According to the law, Kazinda, who has been on remand at Luzira prison since late last year, stands to be imprisoned for up to seven years or more.
On Wednesday last week, presiding Judge David Wangutusi, found Kazinda guilty of 29 counts of abuse of office, forgery, making a document without authority and unlawful possession of government stores. One count of forgery is an alternative count.
The Judge however, reserved the sentencing for tomorrow.
The law provides that once convicted, one is liable to imprisonment up to seven years for making a document without authority and three years for forgery and for unlawful possession of government stores.
But Kazinda could be imprisoned for more than seven years if the Judge in his verdict orders that the sentences run ‘consecutively’ instead of ‘concurrently’.
Consecutive sentences are served one after another while concurrent ones are served at ago.
There is also an option of him paying a fine and surviving custodial sentence though he can’t regain his freedom since he has other two separate pending files also about alleged fraud in the OPM.
Center to this fraud is that Kazinda was found guilty of forging 26 signatures of his then boss and former Permanent Secretary in the Office of Prime Minister (OPM), Pius Bigirimana, with the intention to defraud the office of billions of shillings.
The documents that he forged included; Security Papers and Withdraw Forms both very high sensitive documents that are used in transfer of huge sums of money. They were recovered by police from the home of Kazinda’s mother in Bukoto, Kampala, after a thorough search.
Court relied on circumstantial evidence to link Kazinda to forgery charges since there was no witness who saw him forge Bigirimana’s signature. However, no money was lost in this case though prosecution says he had intentions of defrauding OPM if the situation had not been arrested early.
During mitigation process last Wednesday, Principal State Attorney, Jane Frances Abodo, asked court to hand Kazinda the maximum custodial sentence of seven years to send a strong signal to those involved in corruption since the vice is on the increase.
Abodo noted that the fact that Kazinda had in possession government property at his mother’s home, indicated that there was an intention to defraud donor and the tax payers’ money.

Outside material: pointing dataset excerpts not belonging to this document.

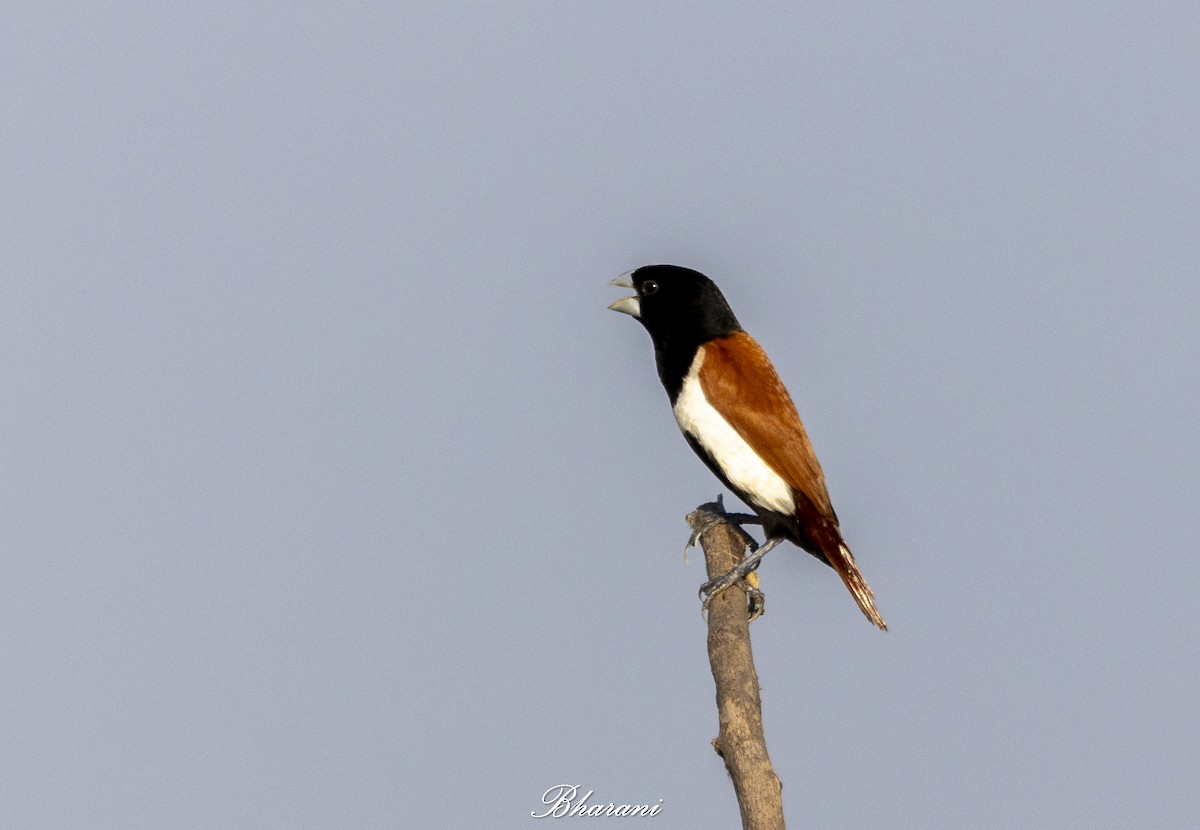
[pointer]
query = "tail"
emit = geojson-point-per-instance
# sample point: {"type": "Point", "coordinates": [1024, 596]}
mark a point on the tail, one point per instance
{"type": "Point", "coordinates": [843, 561]}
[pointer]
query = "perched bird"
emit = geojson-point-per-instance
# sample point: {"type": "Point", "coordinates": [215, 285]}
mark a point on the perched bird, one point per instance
{"type": "Point", "coordinates": [739, 419]}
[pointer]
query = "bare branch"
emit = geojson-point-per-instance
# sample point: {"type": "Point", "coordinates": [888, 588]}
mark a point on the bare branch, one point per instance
{"type": "Point", "coordinates": [741, 741]}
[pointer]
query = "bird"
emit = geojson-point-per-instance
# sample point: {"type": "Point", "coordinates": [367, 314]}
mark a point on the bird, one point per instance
{"type": "Point", "coordinates": [737, 415]}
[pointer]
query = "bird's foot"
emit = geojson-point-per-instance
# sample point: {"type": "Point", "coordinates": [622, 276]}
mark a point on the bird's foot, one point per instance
{"type": "Point", "coordinates": [744, 573]}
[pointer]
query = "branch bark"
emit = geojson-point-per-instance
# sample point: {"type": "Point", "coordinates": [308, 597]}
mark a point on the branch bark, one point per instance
{"type": "Point", "coordinates": [741, 743]}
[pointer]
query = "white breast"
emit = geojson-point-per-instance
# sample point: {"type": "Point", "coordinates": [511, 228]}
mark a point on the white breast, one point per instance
{"type": "Point", "coordinates": [696, 416]}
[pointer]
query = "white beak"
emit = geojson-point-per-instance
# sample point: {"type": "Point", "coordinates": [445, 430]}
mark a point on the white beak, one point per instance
{"type": "Point", "coordinates": [627, 305]}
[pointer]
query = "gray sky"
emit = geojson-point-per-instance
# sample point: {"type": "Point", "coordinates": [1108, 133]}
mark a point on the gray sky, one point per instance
{"type": "Point", "coordinates": [334, 497]}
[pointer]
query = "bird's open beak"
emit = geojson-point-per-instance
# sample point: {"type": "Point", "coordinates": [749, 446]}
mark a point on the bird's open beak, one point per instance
{"type": "Point", "coordinates": [627, 305]}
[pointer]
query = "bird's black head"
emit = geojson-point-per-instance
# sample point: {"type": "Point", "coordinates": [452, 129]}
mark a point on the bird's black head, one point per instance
{"type": "Point", "coordinates": [676, 302]}
{"type": "Point", "coordinates": [682, 310]}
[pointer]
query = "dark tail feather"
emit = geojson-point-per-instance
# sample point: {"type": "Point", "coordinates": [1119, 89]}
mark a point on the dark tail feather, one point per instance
{"type": "Point", "coordinates": [843, 561]}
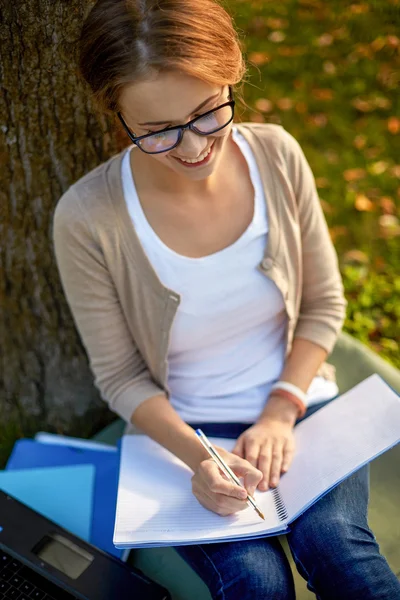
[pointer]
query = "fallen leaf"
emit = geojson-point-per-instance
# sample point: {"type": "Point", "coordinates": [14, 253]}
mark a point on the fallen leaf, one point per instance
{"type": "Point", "coordinates": [378, 168]}
{"type": "Point", "coordinates": [264, 105]}
{"type": "Point", "coordinates": [393, 125]}
{"type": "Point", "coordinates": [258, 58]}
{"type": "Point", "coordinates": [360, 141]}
{"type": "Point", "coordinates": [364, 50]}
{"type": "Point", "coordinates": [301, 107]}
{"type": "Point", "coordinates": [292, 50]}
{"type": "Point", "coordinates": [276, 23]}
{"type": "Point", "coordinates": [387, 204]}
{"type": "Point", "coordinates": [362, 105]}
{"type": "Point", "coordinates": [326, 207]}
{"type": "Point", "coordinates": [322, 93]}
{"type": "Point", "coordinates": [359, 9]}
{"type": "Point", "coordinates": [325, 39]}
{"type": "Point", "coordinates": [338, 231]}
{"type": "Point", "coordinates": [356, 256]}
{"type": "Point", "coordinates": [354, 174]}
{"type": "Point", "coordinates": [393, 41]}
{"type": "Point", "coordinates": [388, 76]}
{"type": "Point", "coordinates": [322, 182]}
{"type": "Point", "coordinates": [389, 225]}
{"type": "Point", "coordinates": [285, 103]}
{"type": "Point", "coordinates": [378, 44]}
{"type": "Point", "coordinates": [382, 102]}
{"type": "Point", "coordinates": [329, 67]}
{"type": "Point", "coordinates": [332, 157]}
{"type": "Point", "coordinates": [373, 152]}
{"type": "Point", "coordinates": [276, 36]}
{"type": "Point", "coordinates": [257, 118]}
{"type": "Point", "coordinates": [319, 120]}
{"type": "Point", "coordinates": [363, 204]}
{"type": "Point", "coordinates": [395, 171]}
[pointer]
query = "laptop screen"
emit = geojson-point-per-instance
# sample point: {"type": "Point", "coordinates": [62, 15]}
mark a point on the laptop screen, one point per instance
{"type": "Point", "coordinates": [64, 555]}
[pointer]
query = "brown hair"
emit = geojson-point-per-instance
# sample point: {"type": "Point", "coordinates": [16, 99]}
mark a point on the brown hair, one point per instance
{"type": "Point", "coordinates": [124, 41]}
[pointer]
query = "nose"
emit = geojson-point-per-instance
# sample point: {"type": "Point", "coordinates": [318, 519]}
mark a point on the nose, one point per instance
{"type": "Point", "coordinates": [192, 145]}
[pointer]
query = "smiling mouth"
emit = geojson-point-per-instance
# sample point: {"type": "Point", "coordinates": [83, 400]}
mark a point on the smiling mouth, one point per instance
{"type": "Point", "coordinates": [203, 158]}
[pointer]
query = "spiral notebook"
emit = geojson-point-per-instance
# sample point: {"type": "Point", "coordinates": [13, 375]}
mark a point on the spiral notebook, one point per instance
{"type": "Point", "coordinates": [156, 507]}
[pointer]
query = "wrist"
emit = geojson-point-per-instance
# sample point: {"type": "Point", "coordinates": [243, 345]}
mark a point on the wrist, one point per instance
{"type": "Point", "coordinates": [280, 409]}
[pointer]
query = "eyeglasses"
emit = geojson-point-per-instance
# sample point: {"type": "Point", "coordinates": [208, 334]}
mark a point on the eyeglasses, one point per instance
{"type": "Point", "coordinates": [162, 141]}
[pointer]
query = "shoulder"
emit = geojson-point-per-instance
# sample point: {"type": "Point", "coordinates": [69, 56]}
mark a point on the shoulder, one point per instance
{"type": "Point", "coordinates": [272, 138]}
{"type": "Point", "coordinates": [88, 198]}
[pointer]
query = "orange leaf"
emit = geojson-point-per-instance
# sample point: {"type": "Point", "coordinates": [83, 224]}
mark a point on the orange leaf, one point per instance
{"type": "Point", "coordinates": [387, 205]}
{"type": "Point", "coordinates": [264, 105]}
{"type": "Point", "coordinates": [393, 41]}
{"type": "Point", "coordinates": [359, 141]}
{"type": "Point", "coordinates": [325, 39]}
{"type": "Point", "coordinates": [393, 125]}
{"type": "Point", "coordinates": [378, 168]}
{"type": "Point", "coordinates": [378, 44]}
{"type": "Point", "coordinates": [359, 9]}
{"type": "Point", "coordinates": [329, 67]}
{"type": "Point", "coordinates": [276, 36]}
{"type": "Point", "coordinates": [322, 93]}
{"type": "Point", "coordinates": [337, 231]}
{"type": "Point", "coordinates": [356, 256]}
{"type": "Point", "coordinates": [301, 107]}
{"type": "Point", "coordinates": [389, 226]}
{"type": "Point", "coordinates": [284, 103]}
{"type": "Point", "coordinates": [362, 105]}
{"type": "Point", "coordinates": [322, 182]}
{"type": "Point", "coordinates": [395, 171]}
{"type": "Point", "coordinates": [259, 58]}
{"type": "Point", "coordinates": [276, 23]}
{"type": "Point", "coordinates": [256, 118]}
{"type": "Point", "coordinates": [363, 204]}
{"type": "Point", "coordinates": [354, 174]}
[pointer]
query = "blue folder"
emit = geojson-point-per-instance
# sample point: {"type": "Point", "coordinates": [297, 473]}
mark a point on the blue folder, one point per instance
{"type": "Point", "coordinates": [29, 453]}
{"type": "Point", "coordinates": [62, 494]}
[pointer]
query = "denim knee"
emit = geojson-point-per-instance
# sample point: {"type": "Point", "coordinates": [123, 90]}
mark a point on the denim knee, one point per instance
{"type": "Point", "coordinates": [246, 570]}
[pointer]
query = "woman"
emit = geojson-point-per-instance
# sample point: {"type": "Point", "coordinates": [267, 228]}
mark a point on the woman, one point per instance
{"type": "Point", "coordinates": [199, 270]}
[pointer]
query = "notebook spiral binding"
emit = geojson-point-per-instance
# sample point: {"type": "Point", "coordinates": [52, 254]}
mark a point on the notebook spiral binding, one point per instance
{"type": "Point", "coordinates": [279, 505]}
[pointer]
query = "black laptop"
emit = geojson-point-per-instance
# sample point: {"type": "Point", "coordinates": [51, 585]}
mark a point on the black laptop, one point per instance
{"type": "Point", "coordinates": [41, 561]}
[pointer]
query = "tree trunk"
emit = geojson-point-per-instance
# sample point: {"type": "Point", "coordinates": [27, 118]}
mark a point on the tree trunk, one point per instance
{"type": "Point", "coordinates": [49, 137]}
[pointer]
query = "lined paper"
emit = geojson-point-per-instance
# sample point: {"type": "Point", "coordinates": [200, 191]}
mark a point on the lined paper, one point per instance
{"type": "Point", "coordinates": [338, 439]}
{"type": "Point", "coordinates": [156, 506]}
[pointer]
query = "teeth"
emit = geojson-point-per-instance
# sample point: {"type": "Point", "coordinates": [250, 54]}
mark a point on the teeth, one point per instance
{"type": "Point", "coordinates": [201, 157]}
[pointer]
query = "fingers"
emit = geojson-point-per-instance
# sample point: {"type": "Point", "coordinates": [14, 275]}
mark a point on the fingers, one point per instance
{"type": "Point", "coordinates": [215, 492]}
{"type": "Point", "coordinates": [275, 457]}
{"type": "Point", "coordinates": [238, 449]}
{"type": "Point", "coordinates": [251, 475]}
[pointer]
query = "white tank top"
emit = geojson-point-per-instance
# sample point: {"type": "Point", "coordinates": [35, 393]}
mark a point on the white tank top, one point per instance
{"type": "Point", "coordinates": [227, 343]}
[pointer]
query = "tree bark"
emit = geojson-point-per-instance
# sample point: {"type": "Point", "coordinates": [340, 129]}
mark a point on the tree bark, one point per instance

She also asked court to put into consideration the fact the OPM is a sensitive office since it’s where the prime minister and the First Lady Janet Museveni sit.
On the contrary, Kazinda’s lawyers led by Augustine Idoot, asked court to give their client a lenient sentence, preferably a fine instead of the custodial one, saying no money was lost in this matter.
Idoot also asked court to ignore putting into consideration the sensitivity about the OPM while passing its sentence, saying it’s like any other office.